EU-Kommission streitet über Roaming-Pläne
In zwei Wochen will die EU-Kommission ihre Pläne für die Senkung der Handytarife im Ausland vorstellen. Derzeit geht es aber noch darum, wie und ob überhaupt die Preise für den Endkunden reguliert werden. Zudem sollen nun auch SMS und Datendienste billiger werden.
Umstritten ist laut Angaben aus Kommissionskreisen, ob die EU überhaupt Regeln für die Endkundenpreise festlegen soll.
Industriekommissar Günter Verheugen dringe nun wie Handelskommissar Peter Mandelson darauf, die Endkundenpreise nicht festzusetzen, so Kommissionsbeamte. Die EU soll demnach nur die Preise regeln, die die Mobilfunkanbieter untereinander berechnen.
Laut "Handelsblatt" sieht der aktuelle Verwordnungsentwurf maximal 40 Cent pro Minute als Obergrenze für Anrufe innerhalb eines Gastlandes vor, Anrufe aus dem Ausland sollen maximal 50 Cent kosten.
"Leben nicht in einer Planwirtschaft"
Grundsätzlich gebe es Einigkeit in der Kommission, gegen die als zu hoch eingeschätzten Aufschläge vorzugehen. "Die Frage ist, wie groß muss der Hammer sein", meint ein Kommissionsbeamter. "Wir leben nicht in einer Planwirtschaft."

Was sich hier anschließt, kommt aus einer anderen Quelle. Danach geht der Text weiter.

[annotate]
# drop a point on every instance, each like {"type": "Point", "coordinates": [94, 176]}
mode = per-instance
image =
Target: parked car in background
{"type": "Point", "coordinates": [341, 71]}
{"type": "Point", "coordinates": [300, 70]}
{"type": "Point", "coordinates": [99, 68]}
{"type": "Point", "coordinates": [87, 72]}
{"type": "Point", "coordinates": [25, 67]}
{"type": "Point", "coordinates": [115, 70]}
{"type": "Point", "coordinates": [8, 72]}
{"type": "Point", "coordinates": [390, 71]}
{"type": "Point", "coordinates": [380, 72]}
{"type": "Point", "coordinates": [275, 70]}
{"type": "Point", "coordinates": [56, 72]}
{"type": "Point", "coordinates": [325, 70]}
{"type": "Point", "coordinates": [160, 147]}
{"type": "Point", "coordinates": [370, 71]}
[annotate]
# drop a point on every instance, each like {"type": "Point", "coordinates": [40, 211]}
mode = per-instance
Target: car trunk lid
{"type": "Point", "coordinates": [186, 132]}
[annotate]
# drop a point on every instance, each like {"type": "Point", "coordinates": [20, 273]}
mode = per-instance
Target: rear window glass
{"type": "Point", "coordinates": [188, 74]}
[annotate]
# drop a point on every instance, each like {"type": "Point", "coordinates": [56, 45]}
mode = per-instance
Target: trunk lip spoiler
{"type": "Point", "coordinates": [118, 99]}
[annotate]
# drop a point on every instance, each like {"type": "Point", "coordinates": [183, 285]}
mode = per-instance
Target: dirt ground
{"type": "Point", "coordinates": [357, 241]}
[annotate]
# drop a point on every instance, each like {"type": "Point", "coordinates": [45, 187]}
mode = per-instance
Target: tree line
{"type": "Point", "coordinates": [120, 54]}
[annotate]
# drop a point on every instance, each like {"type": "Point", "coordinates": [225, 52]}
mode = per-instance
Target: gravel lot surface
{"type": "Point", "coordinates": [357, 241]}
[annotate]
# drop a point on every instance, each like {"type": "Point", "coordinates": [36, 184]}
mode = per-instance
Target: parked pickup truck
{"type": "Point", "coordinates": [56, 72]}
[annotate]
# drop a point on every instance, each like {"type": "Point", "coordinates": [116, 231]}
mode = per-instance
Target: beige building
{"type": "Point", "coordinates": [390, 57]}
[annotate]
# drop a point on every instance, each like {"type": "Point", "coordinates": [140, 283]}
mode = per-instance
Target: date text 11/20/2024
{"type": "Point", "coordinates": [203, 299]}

Laut "Guardian" waren vor allem drei EU-Kommissare Ziel des Lobbyings der Mobilfunkindustrie: Mandelson [Handel], Verheugen [Wirtschaft] und Neelie Kroes [Wettbewerb], die alle bekannt dafür sind, ein offenes Ohr für die Interessen der Industrie zu haben.
Roaming vs. EU-Skepsis
Denkbar sei, in einer Testphase nur die Preise zwischen den Anbietern zu regeln, um dann nach einer Übergangsfrist von ein bis zwei Jahren falls nötig nachzulegen.
Medienkommissarin Viviane Reding hält nach Angaben von Kommissionsbeamten aber daran fest, die Preise für Endkunden zu regeln. Dafür gebe es auch eine Mehrheit in der Kommission.
Redings Roaming-Pläne sind eines der Vorzeigeprojekte der Kommission, mit denen ihr Präsident Jose Manuel Durao Barroso gegen die EU-Skepsis bei vielen Bürgern ankämpfen will. Die politische Bedeutung könne helfen, interne Widerstände zu beseitigen, hieß es im Umfeld Redings.
Werden auch SMS und Daten billiger?
Zudem zeichnet sich nun auch eine Ausweitung der Regulierung ab. Innerhalb der Kommission gebe es Forderungen, auch die Preise für SMS und Datenverbindungen im Ausland zu regeln, so ein Kommissionsbeamter. Es sei wahrscheinlich, dass die Kommission das mit aufnehme.
Damit würden vor allem Firmen die Kosten für E-Mails und Datentransfer ihrer Mitarbeiter im Ausland deutlich drücken können. Das Herunterladen einer Datei im Ausland koste derzeit bis zu 50 Mal so viel wie im Heimatnetz, meinte ein Kommissionsexperte.
Mobilfunkbetreiber verärgert
Der Verband der Mobilfunkbetreiber [GSM] äußerte sich verärgert. "Wenn das in der letzten Minute noch eingefügt wird, wäre das empörend", sagte GSM-Chefregulierungsexperte Tom Phillips.
Die Mobilfunkunternehmen haben die Pläne der Kommission scharf kritisiert. Sie kündigten in den vergangenen Monaten bereits Preissenkungen für Roaming-Verbindungen an, um eine staatliche Regulierung zu verhindern.
Ursprünglich war die Entscheidung der Kommission über ihren Vorschlag für den 19. Juli geplant. Denkbar sei aber, dass die Entscheidung vorgezogen werde, sagte ein Kommissionssprecher. Sie könnte frühestens Mittwoch kommender Woche fallen.
Der GSM warnte erneut vor einem Anstieg der Preise für Inlandsgespräche oder eine Einschränkung des Roamings in einigen Tarifen, falls Redings Pläne umgesetzt werden.